The story so far: we catch sight of these people under George III through a business card fortuitously preserved advertising their prepping of houses for resale. They lived in London, mostly in what is now called Fitzrovia and a bit further north in Camden. The third generation included my great great grandmother, Florence May Schaller, and her family had moved first out west to Hammersmith and then to the US State of Nebraska, where we find them in a US Census for 1870.

In an 1872 we find the patriarch of the Schaller clan, Cornelius Robert, working as an agent for the B&M Railroad. His house is listed in a municipal register as being on the SW corner of California and 19th St.

1883 Plat map of Omaha showing both Schaller addresses. From the collections of the Omaha Public Library. With permission.

We find the Schaller clan there for several years (renting, I would guess) until the 1879 guide, which notes that Cornelius Robert is now a Livestock Agent, worked on S. 5th St., near the old UP Bridge, and had moved (and bought, I should think) to the house in which the family is found until the end of their time in Omaha: 522 N. 24th St.

1918 Baist Street Guide of Omaha showing both Schaller addresses. From the collections of the Omaha Public Library. With permission.

The 1918 map seems to indicate that the house would have been the one labeled 524 N. 19th St.In the 1885 guide we find Cornelius Robert listed as a VP of the Omaha Coal and Produce Co. and as a Real Estate Agent with offices in the Millard Hotel. All of these addresses are underneath something these days: the California one is under Creighton just south of Opus Hall on 19th; the 24th St. address is just south of Deglman Hall nowadays; and the Millard was where the Holland Center sits now.
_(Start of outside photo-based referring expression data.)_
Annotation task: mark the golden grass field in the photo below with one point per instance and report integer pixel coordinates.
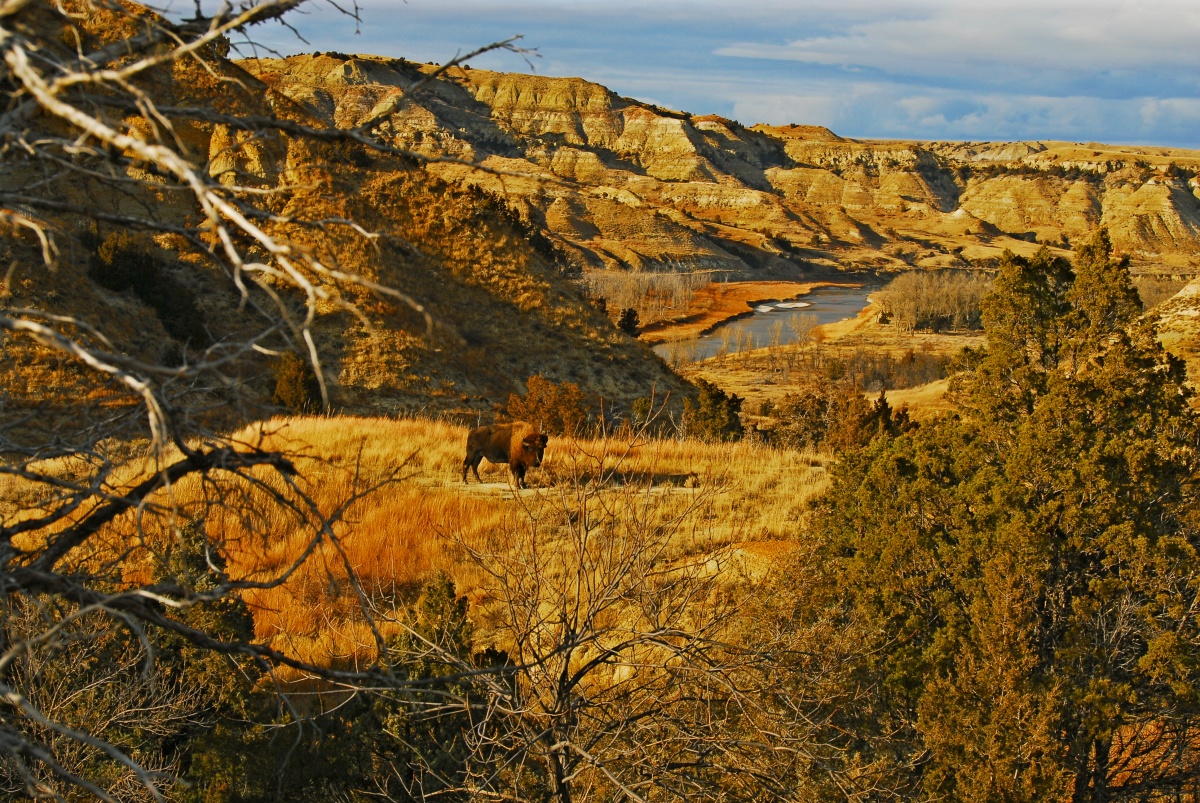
(744, 499)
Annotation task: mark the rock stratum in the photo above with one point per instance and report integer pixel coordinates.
(618, 184)
(516, 186)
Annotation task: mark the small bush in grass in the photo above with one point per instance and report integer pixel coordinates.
(295, 385)
(628, 322)
(715, 414)
(556, 408)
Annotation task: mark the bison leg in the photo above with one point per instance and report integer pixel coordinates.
(472, 462)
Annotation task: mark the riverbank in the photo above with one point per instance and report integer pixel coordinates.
(720, 303)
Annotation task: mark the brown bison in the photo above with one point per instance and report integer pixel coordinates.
(519, 444)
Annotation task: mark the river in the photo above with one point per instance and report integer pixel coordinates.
(828, 304)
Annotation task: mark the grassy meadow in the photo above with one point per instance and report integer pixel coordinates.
(394, 490)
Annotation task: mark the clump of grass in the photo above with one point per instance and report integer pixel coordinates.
(383, 545)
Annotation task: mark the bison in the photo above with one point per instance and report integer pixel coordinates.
(519, 444)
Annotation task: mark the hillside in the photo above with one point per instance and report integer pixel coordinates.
(131, 259)
(629, 185)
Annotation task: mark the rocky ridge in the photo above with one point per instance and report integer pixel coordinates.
(619, 184)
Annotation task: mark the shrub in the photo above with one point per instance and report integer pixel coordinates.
(628, 322)
(295, 384)
(935, 299)
(126, 262)
(715, 415)
(837, 418)
(556, 408)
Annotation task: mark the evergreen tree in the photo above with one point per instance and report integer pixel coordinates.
(628, 322)
(1031, 565)
(715, 415)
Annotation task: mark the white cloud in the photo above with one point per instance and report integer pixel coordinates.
(958, 40)
(892, 111)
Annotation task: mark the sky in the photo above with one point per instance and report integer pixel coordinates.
(1120, 72)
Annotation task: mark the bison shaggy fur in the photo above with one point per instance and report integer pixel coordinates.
(519, 444)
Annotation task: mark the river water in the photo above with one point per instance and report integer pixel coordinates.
(771, 319)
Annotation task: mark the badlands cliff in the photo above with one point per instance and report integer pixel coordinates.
(618, 184)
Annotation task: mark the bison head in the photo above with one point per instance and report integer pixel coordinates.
(534, 448)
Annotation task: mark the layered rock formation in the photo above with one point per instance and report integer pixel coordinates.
(625, 185)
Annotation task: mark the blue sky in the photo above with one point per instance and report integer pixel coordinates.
(1098, 71)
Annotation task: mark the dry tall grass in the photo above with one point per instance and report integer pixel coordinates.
(385, 544)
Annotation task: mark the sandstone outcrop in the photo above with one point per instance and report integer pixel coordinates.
(619, 184)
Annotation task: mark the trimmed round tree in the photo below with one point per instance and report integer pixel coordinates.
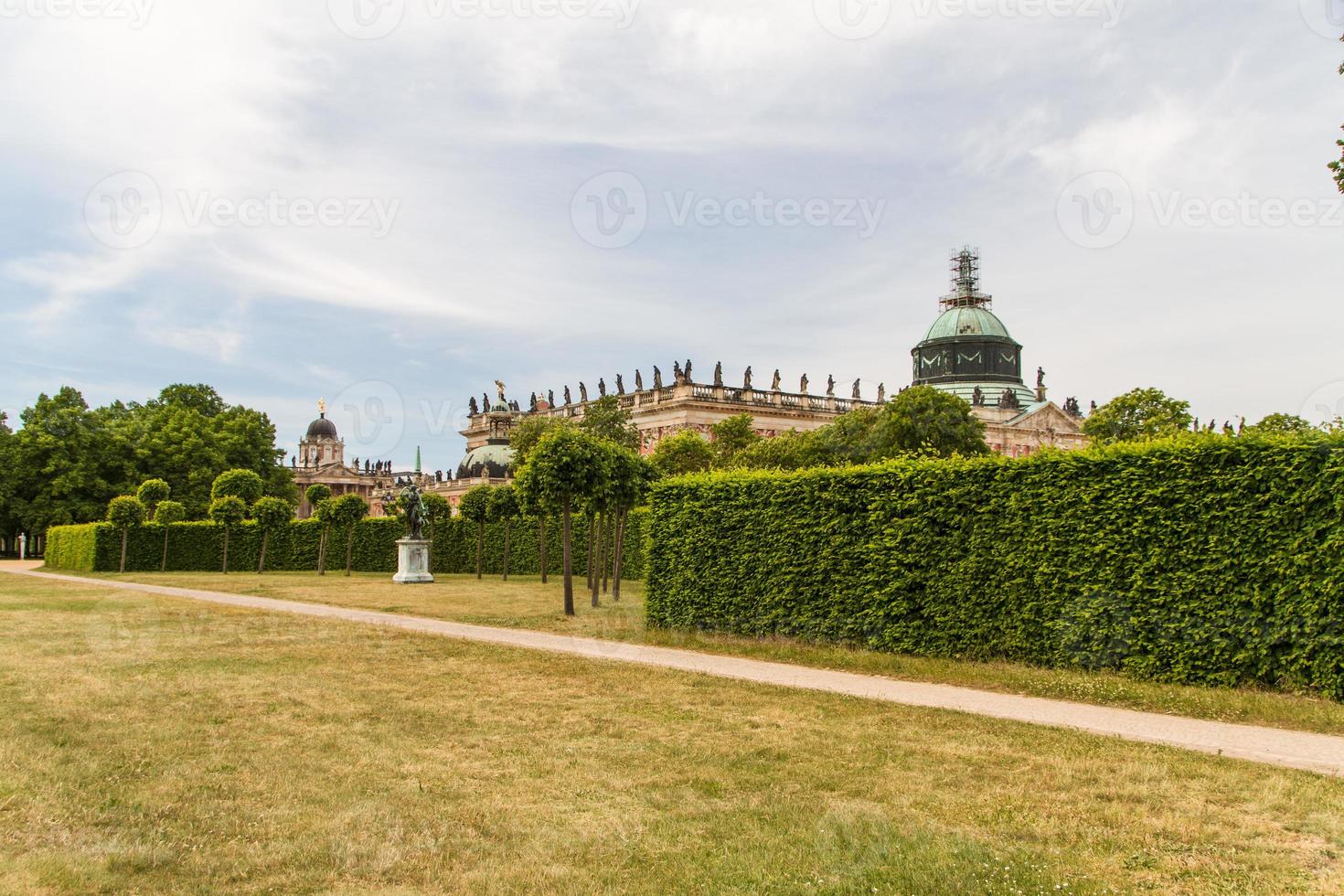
(228, 511)
(125, 512)
(569, 466)
(504, 508)
(272, 515)
(476, 508)
(240, 484)
(152, 493)
(347, 511)
(165, 515)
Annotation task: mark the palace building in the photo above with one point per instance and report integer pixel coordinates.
(968, 352)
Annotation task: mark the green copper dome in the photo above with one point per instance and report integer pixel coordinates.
(966, 321)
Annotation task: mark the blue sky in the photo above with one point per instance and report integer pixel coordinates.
(1146, 179)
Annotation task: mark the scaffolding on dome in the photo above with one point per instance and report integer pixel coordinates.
(965, 283)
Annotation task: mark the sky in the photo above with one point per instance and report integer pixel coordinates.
(392, 203)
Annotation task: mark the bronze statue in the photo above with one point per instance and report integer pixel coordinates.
(414, 508)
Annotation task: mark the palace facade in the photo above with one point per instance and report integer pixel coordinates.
(968, 352)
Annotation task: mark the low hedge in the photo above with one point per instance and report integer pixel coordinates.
(197, 547)
(1209, 560)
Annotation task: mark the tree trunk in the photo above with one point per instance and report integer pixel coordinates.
(569, 571)
(608, 527)
(542, 521)
(620, 555)
(480, 547)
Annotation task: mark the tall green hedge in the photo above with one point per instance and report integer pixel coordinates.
(197, 547)
(1207, 560)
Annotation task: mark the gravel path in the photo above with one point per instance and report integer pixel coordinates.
(1292, 749)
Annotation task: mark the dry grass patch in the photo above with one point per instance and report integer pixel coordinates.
(526, 603)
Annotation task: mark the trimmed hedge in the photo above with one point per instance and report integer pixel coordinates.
(1207, 560)
(197, 547)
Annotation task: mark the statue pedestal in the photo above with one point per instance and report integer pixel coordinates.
(413, 561)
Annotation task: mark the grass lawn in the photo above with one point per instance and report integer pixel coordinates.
(151, 744)
(526, 603)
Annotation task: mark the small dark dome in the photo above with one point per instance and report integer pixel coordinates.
(322, 429)
(494, 461)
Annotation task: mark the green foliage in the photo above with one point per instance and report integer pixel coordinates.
(1140, 415)
(152, 493)
(476, 504)
(228, 511)
(682, 453)
(503, 504)
(317, 493)
(125, 512)
(731, 437)
(1281, 425)
(240, 484)
(169, 512)
(1199, 560)
(273, 513)
(197, 547)
(525, 437)
(608, 421)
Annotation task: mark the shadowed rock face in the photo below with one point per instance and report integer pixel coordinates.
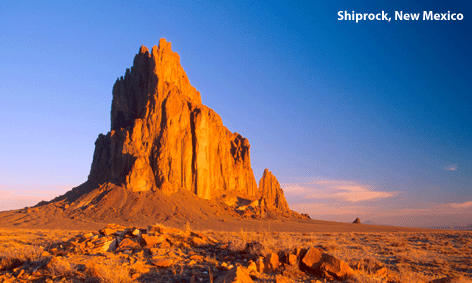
(163, 138)
(271, 191)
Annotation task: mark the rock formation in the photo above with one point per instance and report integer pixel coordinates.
(163, 137)
(271, 192)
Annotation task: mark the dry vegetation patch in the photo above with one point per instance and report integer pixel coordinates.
(164, 254)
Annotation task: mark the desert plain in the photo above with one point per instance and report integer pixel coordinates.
(172, 197)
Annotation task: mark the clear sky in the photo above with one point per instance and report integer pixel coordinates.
(369, 119)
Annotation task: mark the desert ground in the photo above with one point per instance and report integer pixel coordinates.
(274, 251)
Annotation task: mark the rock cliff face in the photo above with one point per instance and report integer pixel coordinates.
(271, 192)
(163, 138)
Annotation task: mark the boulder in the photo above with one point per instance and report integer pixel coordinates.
(235, 275)
(322, 264)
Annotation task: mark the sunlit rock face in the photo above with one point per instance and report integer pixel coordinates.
(163, 138)
(272, 192)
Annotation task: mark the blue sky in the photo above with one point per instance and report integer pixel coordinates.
(368, 119)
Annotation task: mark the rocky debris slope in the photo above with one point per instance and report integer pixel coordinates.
(163, 254)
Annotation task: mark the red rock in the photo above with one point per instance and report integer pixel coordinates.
(128, 244)
(235, 275)
(272, 193)
(152, 240)
(163, 262)
(326, 265)
(272, 261)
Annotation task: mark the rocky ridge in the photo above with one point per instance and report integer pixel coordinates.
(165, 147)
(159, 253)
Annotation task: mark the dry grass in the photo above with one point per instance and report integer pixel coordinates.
(413, 257)
(110, 272)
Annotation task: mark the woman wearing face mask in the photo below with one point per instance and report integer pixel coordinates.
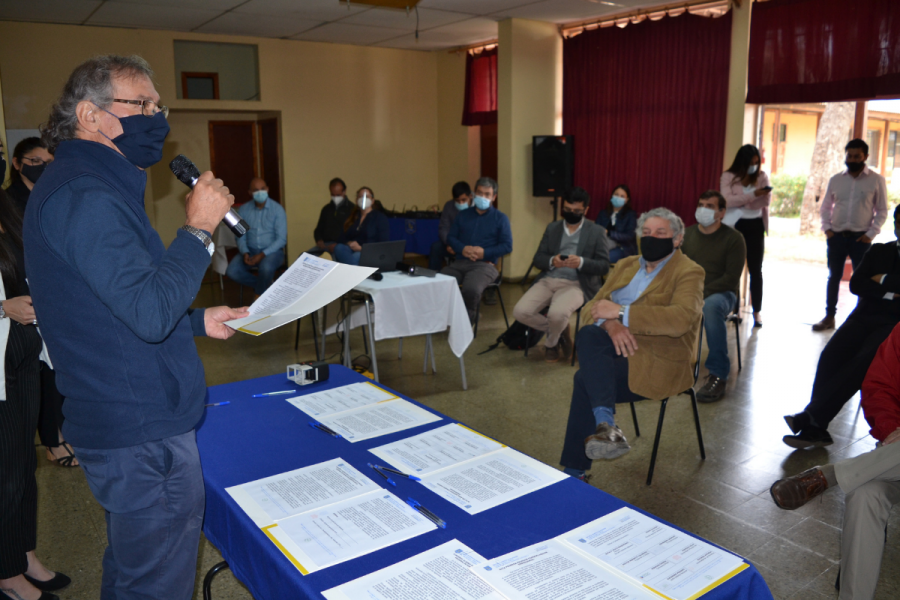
(29, 160)
(364, 225)
(747, 195)
(620, 221)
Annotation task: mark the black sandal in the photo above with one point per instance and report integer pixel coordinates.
(65, 461)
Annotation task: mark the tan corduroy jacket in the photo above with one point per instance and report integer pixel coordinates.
(665, 321)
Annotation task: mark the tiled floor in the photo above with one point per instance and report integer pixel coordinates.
(524, 402)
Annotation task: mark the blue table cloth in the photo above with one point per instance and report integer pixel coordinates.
(419, 234)
(253, 438)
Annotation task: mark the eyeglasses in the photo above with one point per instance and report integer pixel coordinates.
(148, 107)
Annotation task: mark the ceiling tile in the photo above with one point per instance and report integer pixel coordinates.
(258, 25)
(318, 10)
(118, 14)
(475, 7)
(48, 11)
(347, 33)
(399, 19)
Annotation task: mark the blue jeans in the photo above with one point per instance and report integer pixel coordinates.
(343, 254)
(716, 309)
(154, 500)
(242, 273)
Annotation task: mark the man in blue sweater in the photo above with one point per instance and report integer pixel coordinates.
(479, 238)
(113, 304)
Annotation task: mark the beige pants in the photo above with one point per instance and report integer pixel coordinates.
(871, 482)
(562, 295)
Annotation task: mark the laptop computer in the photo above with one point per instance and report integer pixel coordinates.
(382, 255)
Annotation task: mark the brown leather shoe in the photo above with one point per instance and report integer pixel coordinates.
(824, 325)
(794, 492)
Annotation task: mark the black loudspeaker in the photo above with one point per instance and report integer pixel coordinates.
(553, 165)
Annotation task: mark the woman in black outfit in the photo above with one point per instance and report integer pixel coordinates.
(22, 576)
(29, 160)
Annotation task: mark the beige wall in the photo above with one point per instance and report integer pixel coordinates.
(368, 115)
(529, 104)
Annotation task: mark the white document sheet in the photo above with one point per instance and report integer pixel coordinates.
(436, 449)
(329, 402)
(553, 571)
(308, 284)
(440, 573)
(280, 496)
(351, 528)
(374, 420)
(491, 480)
(664, 559)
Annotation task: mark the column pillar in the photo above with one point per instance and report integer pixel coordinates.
(529, 99)
(737, 80)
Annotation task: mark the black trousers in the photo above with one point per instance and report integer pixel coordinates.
(18, 461)
(754, 232)
(844, 362)
(50, 418)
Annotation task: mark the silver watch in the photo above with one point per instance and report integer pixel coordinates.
(201, 235)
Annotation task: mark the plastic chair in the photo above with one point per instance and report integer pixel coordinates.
(662, 412)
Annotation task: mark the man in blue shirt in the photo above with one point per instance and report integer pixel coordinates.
(262, 247)
(479, 238)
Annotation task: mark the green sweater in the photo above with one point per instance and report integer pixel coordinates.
(721, 254)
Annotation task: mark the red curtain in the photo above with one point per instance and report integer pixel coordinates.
(481, 88)
(646, 105)
(824, 50)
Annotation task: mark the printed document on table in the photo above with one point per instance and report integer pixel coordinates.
(668, 561)
(308, 284)
(491, 480)
(436, 449)
(271, 499)
(335, 400)
(552, 570)
(374, 420)
(345, 530)
(442, 572)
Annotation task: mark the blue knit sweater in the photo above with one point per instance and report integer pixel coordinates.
(113, 302)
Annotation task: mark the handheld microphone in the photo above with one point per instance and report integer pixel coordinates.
(188, 174)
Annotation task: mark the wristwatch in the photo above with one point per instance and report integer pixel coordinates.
(201, 235)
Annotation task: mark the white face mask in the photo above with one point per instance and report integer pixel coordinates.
(705, 216)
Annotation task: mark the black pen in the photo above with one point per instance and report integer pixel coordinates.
(396, 472)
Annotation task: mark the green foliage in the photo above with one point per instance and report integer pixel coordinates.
(787, 195)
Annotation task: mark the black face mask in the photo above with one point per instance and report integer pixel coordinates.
(33, 172)
(571, 218)
(654, 249)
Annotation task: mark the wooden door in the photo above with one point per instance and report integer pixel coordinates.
(234, 155)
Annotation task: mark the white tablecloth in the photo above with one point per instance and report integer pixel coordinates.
(405, 306)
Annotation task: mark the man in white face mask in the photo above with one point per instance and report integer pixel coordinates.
(721, 251)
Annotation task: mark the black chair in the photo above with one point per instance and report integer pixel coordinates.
(662, 413)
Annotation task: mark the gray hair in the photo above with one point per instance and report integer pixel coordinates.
(487, 182)
(663, 213)
(92, 80)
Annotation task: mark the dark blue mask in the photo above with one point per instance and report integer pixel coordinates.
(142, 138)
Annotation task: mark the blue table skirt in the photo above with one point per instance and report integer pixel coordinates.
(257, 437)
(419, 234)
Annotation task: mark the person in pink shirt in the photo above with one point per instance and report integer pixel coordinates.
(747, 195)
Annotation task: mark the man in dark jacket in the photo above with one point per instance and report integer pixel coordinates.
(845, 360)
(114, 310)
(572, 258)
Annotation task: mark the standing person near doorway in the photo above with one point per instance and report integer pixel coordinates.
(853, 210)
(747, 195)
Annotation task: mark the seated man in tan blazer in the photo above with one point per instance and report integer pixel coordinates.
(639, 340)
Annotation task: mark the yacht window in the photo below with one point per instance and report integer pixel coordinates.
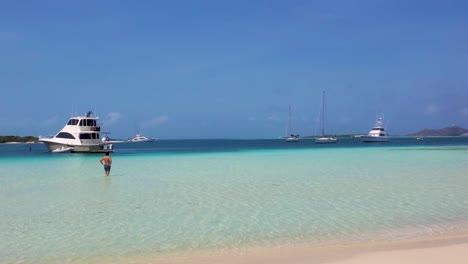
(90, 122)
(72, 122)
(85, 136)
(65, 135)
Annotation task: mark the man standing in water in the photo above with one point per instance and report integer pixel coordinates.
(107, 162)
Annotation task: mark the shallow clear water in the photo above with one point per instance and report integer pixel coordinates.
(188, 196)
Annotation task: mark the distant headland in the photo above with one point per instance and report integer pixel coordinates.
(18, 139)
(452, 131)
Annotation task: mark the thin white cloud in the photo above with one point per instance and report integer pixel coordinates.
(112, 118)
(465, 111)
(50, 121)
(273, 118)
(431, 109)
(157, 121)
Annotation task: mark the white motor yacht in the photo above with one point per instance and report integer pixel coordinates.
(141, 138)
(377, 133)
(292, 138)
(80, 134)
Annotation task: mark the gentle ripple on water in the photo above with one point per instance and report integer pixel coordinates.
(62, 207)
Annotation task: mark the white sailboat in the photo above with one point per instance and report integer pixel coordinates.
(290, 137)
(324, 139)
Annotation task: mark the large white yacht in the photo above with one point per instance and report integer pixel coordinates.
(80, 134)
(377, 133)
(141, 138)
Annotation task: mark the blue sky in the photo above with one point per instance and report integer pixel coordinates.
(231, 69)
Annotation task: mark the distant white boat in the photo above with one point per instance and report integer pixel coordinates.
(107, 139)
(291, 137)
(324, 139)
(141, 138)
(377, 133)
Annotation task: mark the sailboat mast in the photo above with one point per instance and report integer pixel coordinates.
(323, 113)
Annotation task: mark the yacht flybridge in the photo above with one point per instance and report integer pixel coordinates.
(377, 133)
(80, 134)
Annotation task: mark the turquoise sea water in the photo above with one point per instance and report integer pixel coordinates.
(178, 197)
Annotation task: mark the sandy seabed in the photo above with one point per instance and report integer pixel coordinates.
(444, 250)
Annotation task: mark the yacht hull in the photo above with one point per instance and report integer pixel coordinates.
(370, 139)
(57, 147)
(325, 140)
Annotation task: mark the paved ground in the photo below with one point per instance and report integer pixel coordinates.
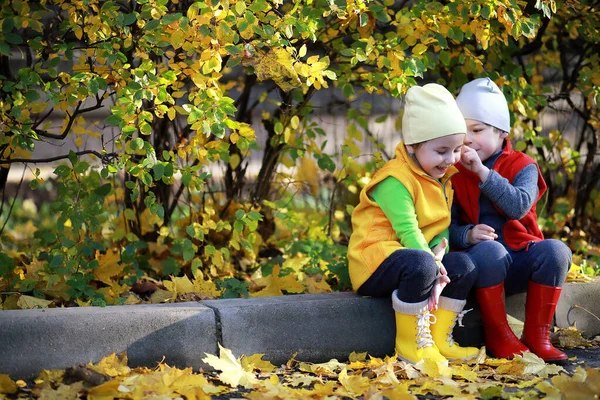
(585, 357)
(316, 328)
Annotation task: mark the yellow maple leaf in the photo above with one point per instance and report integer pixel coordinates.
(188, 385)
(255, 361)
(30, 302)
(232, 373)
(386, 375)
(7, 385)
(108, 266)
(107, 390)
(324, 389)
(113, 365)
(276, 284)
(464, 372)
(62, 392)
(354, 385)
(569, 338)
(297, 379)
(536, 366)
(434, 369)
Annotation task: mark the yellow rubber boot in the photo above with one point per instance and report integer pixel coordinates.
(413, 336)
(449, 312)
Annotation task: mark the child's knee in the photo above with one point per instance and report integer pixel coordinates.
(556, 253)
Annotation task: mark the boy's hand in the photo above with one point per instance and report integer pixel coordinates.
(439, 285)
(471, 161)
(442, 280)
(439, 250)
(480, 233)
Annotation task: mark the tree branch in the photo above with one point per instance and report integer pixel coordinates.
(103, 157)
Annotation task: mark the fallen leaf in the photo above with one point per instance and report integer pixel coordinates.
(569, 338)
(7, 385)
(113, 365)
(232, 373)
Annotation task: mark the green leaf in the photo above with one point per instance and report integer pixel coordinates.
(103, 190)
(326, 163)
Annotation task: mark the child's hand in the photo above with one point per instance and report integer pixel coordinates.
(480, 233)
(440, 250)
(439, 285)
(471, 161)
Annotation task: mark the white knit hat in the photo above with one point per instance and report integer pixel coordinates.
(430, 112)
(482, 100)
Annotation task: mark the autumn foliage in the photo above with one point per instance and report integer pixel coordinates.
(183, 99)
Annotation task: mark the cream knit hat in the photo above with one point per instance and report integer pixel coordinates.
(430, 112)
(482, 100)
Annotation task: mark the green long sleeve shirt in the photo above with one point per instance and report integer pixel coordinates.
(397, 204)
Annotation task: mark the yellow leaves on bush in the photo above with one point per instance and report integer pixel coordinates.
(274, 285)
(205, 289)
(109, 266)
(276, 64)
(308, 173)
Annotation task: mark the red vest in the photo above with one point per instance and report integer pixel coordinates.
(517, 234)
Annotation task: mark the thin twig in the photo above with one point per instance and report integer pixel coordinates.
(13, 203)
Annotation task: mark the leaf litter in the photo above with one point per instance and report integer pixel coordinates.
(363, 376)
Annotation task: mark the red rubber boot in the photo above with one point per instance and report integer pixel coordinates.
(539, 311)
(499, 338)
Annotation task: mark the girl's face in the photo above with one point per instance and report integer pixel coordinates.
(437, 155)
(483, 138)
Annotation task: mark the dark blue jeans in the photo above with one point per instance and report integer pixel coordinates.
(413, 273)
(546, 262)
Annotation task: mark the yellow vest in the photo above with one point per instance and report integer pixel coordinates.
(373, 239)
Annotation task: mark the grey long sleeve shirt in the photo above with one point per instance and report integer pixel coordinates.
(515, 200)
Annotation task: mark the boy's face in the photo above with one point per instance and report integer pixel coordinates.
(483, 138)
(437, 155)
A stereograph of the Millard Hotel. From the collections of the Omaha Public Library. With permission.

For those who know Omaha well, here is a Google Maps view of both addresses (that is, it is effectively a shot of Creighton University, which has greatly grown since 1879):

Omaha showing vestiges of former Schaller places. Google Maps.

California St., which is a useful landmark for both addresses, has been destroyed and turned into a walking mall running roughly down the center of the campus. In the Google Map reproduced here it is the long thin green line running E-W about one third of the way up from the bottom of the map.